Made more spectacular by the view behind it, the field ended at the shore of a wide lake, called by some Sudeten Lake because they had no idea what the planet's citizens had named it. On the other side of the lake rose high, jagged cliffs. For exercise, some warriors had crossed Sudeten Lake to climb them. In spite of the intense survival training that all warriors underwent, only a few had actually reached the top. The rest said that handholds were rare and the surfaces would not accept a piton even if you asked politely. Because the lake had not caught up with the latest weather change, what seemed like a thousand ice floes bobbed across its surface. When the weather changed, as it did that night, the ice floes would join quickly, creating a ragged, icy surface upon the lake itself.
* * *
Joanna ripped through the melee, showing even the experienced competitors a fierceness and bravado that went beyond Jade Falcon standards for fierceness and bravado. No weapons had been allowed in the melee, and the games overall involved few weapons. Joanna used every hand-to-hand combat technique and martial arts skill in her repertoire. The new warriors seemed astonished by her proficiency, while the old ones, who were familiar with Joanna's considerable abilities, were merely resigned. When she turned toward the command dais to claim victory, even Ravill Pryde seemed impressed.
The game competitors stood in a line for the start of the next stage. Joanna took a position at the end, with the other competing warriors spread in a straight line to her right. Ravill Pryde had ruled that the normal bloodname number, thirty-two, was too many for the games, so sixteen competitors would be sufficient.
With an unusually clear sky making his movements and gestures more vivid, the Fa
lcon Guards commander performed an intricate ritual of his own devising, interrupted often by the chanting of the ritual word "Seyla" from the assembled warriors, the loudest cries coming from the warriors in competition. Joanna felt as if her eardrums would burst, and she refused to join in. She stood silent, conserving her energy for the games.
Horse was resplendent in ceremonial robes, even though, as a freeborn, he was not entitled to wear a cloak decorated with falcon feathers, as the trueborns did. Ravill Pryde had excluded the warriors in his Star from the games, saying he wished to represent the Star alone. Since Diana, as coregn, was also attached to the Command Cluster, she would not compete either. Joanna was glad. Having Horse and Diana in the competition would have been an impediment to her plan. In the structured competition of the games, she could more easily work up fury against opponents she hated.
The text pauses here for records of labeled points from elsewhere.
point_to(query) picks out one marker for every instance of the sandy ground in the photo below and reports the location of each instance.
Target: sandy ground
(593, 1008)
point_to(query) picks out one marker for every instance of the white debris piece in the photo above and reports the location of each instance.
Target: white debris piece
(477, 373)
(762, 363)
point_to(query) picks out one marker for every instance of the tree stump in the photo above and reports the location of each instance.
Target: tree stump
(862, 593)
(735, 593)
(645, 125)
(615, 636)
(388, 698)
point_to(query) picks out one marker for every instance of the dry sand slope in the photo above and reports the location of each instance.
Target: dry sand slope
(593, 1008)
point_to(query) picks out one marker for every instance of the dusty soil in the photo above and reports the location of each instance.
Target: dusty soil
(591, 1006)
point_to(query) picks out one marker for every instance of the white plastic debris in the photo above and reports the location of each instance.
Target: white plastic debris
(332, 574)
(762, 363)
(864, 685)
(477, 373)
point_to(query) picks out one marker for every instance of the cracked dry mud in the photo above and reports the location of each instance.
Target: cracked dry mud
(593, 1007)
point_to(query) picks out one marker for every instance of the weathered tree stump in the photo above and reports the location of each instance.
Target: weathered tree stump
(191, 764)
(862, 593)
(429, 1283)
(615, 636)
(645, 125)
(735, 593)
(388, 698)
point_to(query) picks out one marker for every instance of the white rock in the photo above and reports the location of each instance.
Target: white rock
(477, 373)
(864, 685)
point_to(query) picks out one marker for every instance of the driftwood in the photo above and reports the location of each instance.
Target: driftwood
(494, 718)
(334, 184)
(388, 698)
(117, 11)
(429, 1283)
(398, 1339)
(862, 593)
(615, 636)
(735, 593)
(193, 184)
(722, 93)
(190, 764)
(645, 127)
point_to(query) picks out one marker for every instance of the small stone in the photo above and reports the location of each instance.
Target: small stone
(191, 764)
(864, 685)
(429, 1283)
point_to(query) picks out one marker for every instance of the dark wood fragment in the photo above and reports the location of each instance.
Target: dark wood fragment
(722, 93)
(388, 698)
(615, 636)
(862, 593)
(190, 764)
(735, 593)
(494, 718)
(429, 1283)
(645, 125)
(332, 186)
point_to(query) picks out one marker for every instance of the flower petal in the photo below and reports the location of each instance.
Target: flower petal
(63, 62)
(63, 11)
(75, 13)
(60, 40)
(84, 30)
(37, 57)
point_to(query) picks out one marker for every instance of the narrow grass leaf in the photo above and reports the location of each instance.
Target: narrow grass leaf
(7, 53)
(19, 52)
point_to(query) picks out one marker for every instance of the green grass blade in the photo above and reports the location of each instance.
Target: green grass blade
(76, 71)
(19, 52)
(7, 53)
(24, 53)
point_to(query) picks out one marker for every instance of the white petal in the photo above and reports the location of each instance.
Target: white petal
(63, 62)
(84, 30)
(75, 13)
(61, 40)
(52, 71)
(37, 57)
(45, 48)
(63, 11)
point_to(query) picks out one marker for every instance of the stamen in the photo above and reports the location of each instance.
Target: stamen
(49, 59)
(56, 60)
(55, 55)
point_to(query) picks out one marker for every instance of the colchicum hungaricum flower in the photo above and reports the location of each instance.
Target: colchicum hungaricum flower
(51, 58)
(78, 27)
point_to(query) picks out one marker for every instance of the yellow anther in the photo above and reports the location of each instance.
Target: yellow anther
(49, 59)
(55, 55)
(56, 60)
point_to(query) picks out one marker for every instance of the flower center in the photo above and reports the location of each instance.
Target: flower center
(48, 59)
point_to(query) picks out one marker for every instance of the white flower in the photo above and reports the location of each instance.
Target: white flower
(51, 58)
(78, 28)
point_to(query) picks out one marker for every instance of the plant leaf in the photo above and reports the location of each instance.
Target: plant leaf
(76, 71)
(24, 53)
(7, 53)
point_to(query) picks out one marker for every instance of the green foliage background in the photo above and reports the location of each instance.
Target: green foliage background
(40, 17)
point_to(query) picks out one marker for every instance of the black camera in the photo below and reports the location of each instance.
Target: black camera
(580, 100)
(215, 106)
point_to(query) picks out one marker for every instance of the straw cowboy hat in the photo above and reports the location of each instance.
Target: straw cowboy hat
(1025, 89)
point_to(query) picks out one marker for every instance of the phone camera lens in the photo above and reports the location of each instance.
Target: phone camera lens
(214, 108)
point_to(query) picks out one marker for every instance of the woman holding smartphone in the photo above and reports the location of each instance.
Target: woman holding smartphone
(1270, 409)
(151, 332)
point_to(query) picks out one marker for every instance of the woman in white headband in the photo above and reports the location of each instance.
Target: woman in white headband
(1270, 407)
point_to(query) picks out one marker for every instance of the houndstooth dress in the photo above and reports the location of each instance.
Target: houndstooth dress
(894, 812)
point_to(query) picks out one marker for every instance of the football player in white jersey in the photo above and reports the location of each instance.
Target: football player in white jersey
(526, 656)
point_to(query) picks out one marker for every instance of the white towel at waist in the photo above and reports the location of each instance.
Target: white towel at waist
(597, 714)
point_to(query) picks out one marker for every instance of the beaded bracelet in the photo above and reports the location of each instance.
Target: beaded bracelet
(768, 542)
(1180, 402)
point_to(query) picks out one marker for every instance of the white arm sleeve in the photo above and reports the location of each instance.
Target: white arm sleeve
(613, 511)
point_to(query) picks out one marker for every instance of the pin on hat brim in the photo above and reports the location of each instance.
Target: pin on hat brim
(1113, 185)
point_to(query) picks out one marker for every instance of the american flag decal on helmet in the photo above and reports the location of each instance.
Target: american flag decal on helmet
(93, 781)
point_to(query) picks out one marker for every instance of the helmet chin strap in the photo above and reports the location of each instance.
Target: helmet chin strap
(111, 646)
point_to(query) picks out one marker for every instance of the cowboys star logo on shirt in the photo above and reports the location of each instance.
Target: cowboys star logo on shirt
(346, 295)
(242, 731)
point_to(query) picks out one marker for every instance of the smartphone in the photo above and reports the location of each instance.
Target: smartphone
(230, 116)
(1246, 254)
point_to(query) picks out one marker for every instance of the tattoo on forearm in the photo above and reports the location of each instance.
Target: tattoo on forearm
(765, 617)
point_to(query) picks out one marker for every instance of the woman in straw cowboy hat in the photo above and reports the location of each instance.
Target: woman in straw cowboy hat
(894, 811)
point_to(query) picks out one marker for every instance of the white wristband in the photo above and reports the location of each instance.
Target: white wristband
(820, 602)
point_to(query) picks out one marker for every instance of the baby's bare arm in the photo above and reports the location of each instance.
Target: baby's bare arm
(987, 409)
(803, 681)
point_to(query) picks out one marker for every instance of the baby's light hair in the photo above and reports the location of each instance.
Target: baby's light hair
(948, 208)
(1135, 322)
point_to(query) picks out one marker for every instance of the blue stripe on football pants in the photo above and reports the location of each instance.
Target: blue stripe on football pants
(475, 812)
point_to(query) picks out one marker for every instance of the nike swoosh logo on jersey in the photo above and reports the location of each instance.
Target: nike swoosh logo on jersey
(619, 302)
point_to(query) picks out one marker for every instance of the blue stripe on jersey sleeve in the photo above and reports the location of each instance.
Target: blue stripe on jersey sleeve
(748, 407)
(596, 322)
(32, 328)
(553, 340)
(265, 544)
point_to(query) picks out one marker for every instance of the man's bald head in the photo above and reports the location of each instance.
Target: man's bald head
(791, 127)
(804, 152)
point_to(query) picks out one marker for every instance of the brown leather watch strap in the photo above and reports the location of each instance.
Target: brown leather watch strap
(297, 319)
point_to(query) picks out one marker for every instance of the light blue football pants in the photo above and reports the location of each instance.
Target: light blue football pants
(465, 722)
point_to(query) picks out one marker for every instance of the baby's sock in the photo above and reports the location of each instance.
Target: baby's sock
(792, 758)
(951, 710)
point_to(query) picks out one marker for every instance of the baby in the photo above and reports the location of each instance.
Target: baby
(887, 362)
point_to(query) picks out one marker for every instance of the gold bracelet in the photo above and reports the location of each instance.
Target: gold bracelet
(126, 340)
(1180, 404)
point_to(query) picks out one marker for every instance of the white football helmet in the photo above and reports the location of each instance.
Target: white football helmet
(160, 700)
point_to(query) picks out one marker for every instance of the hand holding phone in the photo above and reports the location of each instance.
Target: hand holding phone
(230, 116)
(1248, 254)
As it happened, she did hate almost everyone else in the entire unit, whether she knew them or not.
Following the last echoing chant of "Seyla," Ravill Pryde jumped down from the dais. He did not look once at Joanna as he took his place in the center of the line of competitors. Diana, in her role as coregn, drew the match-ups from a set of special coinlike pieces of metal that had been placed in an ordinary bowl. The "coins" were intended to duplicate those used in bloodname match selections. Each was inscribed with the name of a contestant, except for Joanna's which was simply inscribed "melee winner."
Joanna drew Star Captain Evlan, from Trinary Echo Nova, as her first round opponent. She liked the draw. Evlan, although she kept to herself, was a good officer and would definitely test Joanna's mettle. She was only four or five years younger than Joanna and was on the verge of being an old-timer herself. A short, compact woman with long, dark hair and a wide mouth, she was inclined to fight in a conventional way, whether in a 'Mech or hand-to-hand.
From another bowl, Diana drew the events in which the first-round contestants would compete. Joanna and Evlan would be first. Diana announced that their event was a non-combatant one, a simple run to the shore of Sudeten Lake and back.